L’Europa e la “rassegnazione”al
conflitto
Lucia Lucente
Sullo scacchiere internazionale, la piovra della guerra espande i suoi tentacoli sul Vecchio Continente, mentre, in un’inversione, che sa di paradosso, è oltre l’Atlantico che si levano le voci della prudenza. L’attuale temperie bellica, intrecciata all’esito incerto della controffensiva ucraina, impone una riflessione su come si sia giunti a questo punto, ripercorrendo le tappe di un’escalation inarrestabile e che sembra aver smarrito il senso delle proprie premesse.

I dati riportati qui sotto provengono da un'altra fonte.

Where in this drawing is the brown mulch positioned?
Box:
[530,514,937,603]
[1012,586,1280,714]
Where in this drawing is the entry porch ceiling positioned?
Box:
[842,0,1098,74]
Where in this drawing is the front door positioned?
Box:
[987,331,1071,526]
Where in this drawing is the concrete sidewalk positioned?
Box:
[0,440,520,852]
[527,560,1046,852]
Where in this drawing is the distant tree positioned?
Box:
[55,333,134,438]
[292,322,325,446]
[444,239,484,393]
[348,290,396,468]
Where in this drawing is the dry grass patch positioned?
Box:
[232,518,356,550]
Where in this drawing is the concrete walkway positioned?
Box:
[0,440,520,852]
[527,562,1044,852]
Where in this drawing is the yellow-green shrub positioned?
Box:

All’ inizio, le cancellerie occidentali si limitavano a fornire armamenti definiti “difensivi”, un concetto volutamente sfumato. Col progredire del conflitto, però, quella prudenza si è dissolta, passo dopo passo: prima i mezzi corazzati di fabbricazione tedesca e americana, poi i missili a raggio esteso, ora la ventilata possibilità di fornire caccia di quarta generazione e, sullo sfondo, l’ipotesi, sempre più probabile, di un coinvolgimento diretto delle forze terrestri europee, con il Governo italiano altalenante tra la” simpatia”per Trump e la necessità di uniformarsi alle decisioni dell’ U.E.
Quella che, inizialmente, era percepita come un’ iniziativa “ una tantum “, cioè un intervento circoscritto per arginare l’avanzata russa, si sta trasformando in una realtà permanente, un orizzonte bellico che, ormai, si radica nelle opinioni pubbliche. Eppure, i sondaggi segnalano una opposizione, sempre più forte verso questa corsa agli armamenti. Il barometro del consenso, tuttavia, sembra aver perso ogni presa sui governi, avviati lungo un pendio inclinato, da cui risulta sempre più arduo tornare indietro.
Il presupposto, che regge questa deriva, è la necessità di evitare il collasso del fronte ucraino, per scongiurare un’espansione russa oltre i confini della NATO. C è da chiedersi se tale postulato resista davvero al vaglio della realtà. Perfino il Cremlino riconosce l’abissale disparità tra la potenza bellica dell’Alleanza Atlantica e quella della Federazione Russa, uno squilibrio di portata tale da rendere irrazionale, se non addirittura suicida, qualsivoglia aggressione diretta al blocco occidentale. Con gli Stati Uniti, i quali da soli assorbono quasi il 40% della spesa militare globale, a fronte di un esiguo 3,5% attribuibile alla Russia, l’ipotesi di un’invasione russa dell’Europa si configura più come un artificio retorico che come una prospettiva concreta.
Eppure, nel recente discorso di Putin, vi è un passaggio, che getta un’ombra oltremodo inquietante: l’avvertimento che un intervento diretto di truppe occidentali in Ucraina le trasformerebbe in bersagli legittimi, con tutto ciò che ne deriverebbe in base all’articolo 5 del Trattato di Washington. Un simile sviluppo dissolverebbe ogni ambiguità strategica, spalancando le porte a un conflitto su
larga scala, che l’Europa non conosce dal 1945.
Ciò che più preoccupa è, però, la progressiva “normalizzazione”di questa prospettiva. Quella che, un tempo, sarebbe stata considerata una sciagura impensabile, è, ormai, oggetto di simulazioni fatte a tavolino, di dibattiti asettici, in cui la ricerca di un’alternativa diplomatica sembra quasi un’ingenuità. La guerra, si dice, è necessaria per garantire la pace, in un paradosso, che sembra uscito dalle distopie orwelliane.
Eppure, la storia insegna che il conflitto non è un destino ineluttabile. Clausewitz ci ha spiegato che la guerra è la conseguenza ineluttabile di volontà inconciliabili, non una legge di natura. Il fatto che la potenza militare sia una componente essenziale degli equilibri tra gli Stati non significa che la guerra debba essere la sola via percorribile.
È il momento di riscoprire il valore dell’arte negoziale, prima che il treno della storia imbocchi , come capitato, per ben due volte, nel secolo scorso, un binario senza ritorno. Oltre quell’orizzonte, infatti, non si scorge altro che l’abisso, mentre “ la bestia umana”, assetata di sangue, continua a pretenderne sempre più.
E intanto Trump ha scatenato una sua guerra: quella dei dazi!